Alemleri nurlandıran, dilediğine nur veren, aydınlatıcı, ışık verici
“Allah, göklerin ve yerin nurudur…” (Nur Suresi, 35. Ayet Meali)
“…O’nun nurunun temsili, içinde lamba bulunan bir kandil gibidir. O lamba bir billur içindedir; o billur da sanki inciye benzer bir yıldız gibidir ki, doğuya da batıya da nisbet edilemeyen mübarek bir ağaçtan çıkan yağdan tutuşturulur…” (Nur, 35. Ayet Meali (2.Kısım)
“Allah, mü’minlerin dostudur, onları zulmetlerden nura çıkarır.” (Bakara Suresi, 257. Ayet Meali)
“Hamd, gökleri ve yeri yaratan, karanlıkları ve ışığı var eden Allah’a mahsustur.” (Enam Suresi, 1. Ayet Meali)

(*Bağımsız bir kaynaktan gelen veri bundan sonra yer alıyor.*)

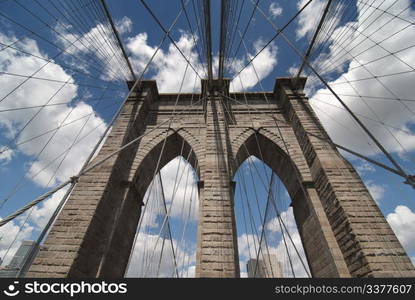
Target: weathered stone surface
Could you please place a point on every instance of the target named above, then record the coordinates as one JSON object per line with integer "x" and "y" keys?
{"x": 342, "y": 230}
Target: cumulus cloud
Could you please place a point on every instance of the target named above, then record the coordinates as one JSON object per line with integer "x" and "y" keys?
{"x": 397, "y": 135}
{"x": 402, "y": 221}
{"x": 124, "y": 25}
{"x": 263, "y": 64}
{"x": 6, "y": 155}
{"x": 274, "y": 10}
{"x": 93, "y": 47}
{"x": 33, "y": 93}
{"x": 276, "y": 246}
{"x": 307, "y": 19}
{"x": 168, "y": 66}
{"x": 147, "y": 254}
{"x": 376, "y": 190}
{"x": 11, "y": 236}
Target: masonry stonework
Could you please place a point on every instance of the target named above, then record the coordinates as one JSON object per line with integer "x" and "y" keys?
{"x": 343, "y": 232}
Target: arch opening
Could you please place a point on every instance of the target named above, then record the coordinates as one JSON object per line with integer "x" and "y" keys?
{"x": 165, "y": 239}
{"x": 269, "y": 242}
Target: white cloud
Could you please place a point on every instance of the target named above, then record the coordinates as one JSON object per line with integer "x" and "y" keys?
{"x": 263, "y": 64}
{"x": 6, "y": 155}
{"x": 308, "y": 18}
{"x": 398, "y": 137}
{"x": 376, "y": 190}
{"x": 402, "y": 221}
{"x": 34, "y": 93}
{"x": 180, "y": 192}
{"x": 92, "y": 52}
{"x": 125, "y": 25}
{"x": 365, "y": 168}
{"x": 275, "y": 10}
{"x": 13, "y": 232}
{"x": 146, "y": 255}
{"x": 276, "y": 245}
{"x": 169, "y": 66}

“…Yapıp ettikleri kalplerini kaplayıp karartmıştır.” (Mutaffifin Suresi, 14. Ayet Meali)
Nur aydınlıktır, ışık demektir, zıddı karanlıktır. Kalplerde aydınlanır ve kararır. Allahü Teâlânın emirlerini yapmamak kalbin bozuk olmasındandır. Kalbin bozuk olması, dine tam inanmamaktır. İmanın alameti, dinin emirlerini seve seve yapmaktır.
Kalbin kararmasının dört alameti vardır: 1-İbadetin tadını duymaz. 2-Allah korkusu hatırına gelmez. 3-Gördüklerinden ibret almaz. 4-Okuduklarını, öğrendiklerini anlayıp kavrayamaz.
Nefis, dinin yasakladığı isteklerden kurtarılınca kalp temizlenir. Nefsimiz haramları, mekruhları arzu eder. Bunlardan kaçmak gerekir. Nefsimiz, iyilik ve ibadet yapmak istemez. İnsan, iyilik ve ibadet ederek kalbi temizlemelidir.
YA NUR,
Sen ki varlık aleminin nurusun. Sendendir çehrelerden parlayan nur. Sendendir göze bakış veren sır. Sendendir gönle neşe veren sürur. Seninle nurlanır kalbim seninle aydınlanır aklım. Nurunu yağdır bana.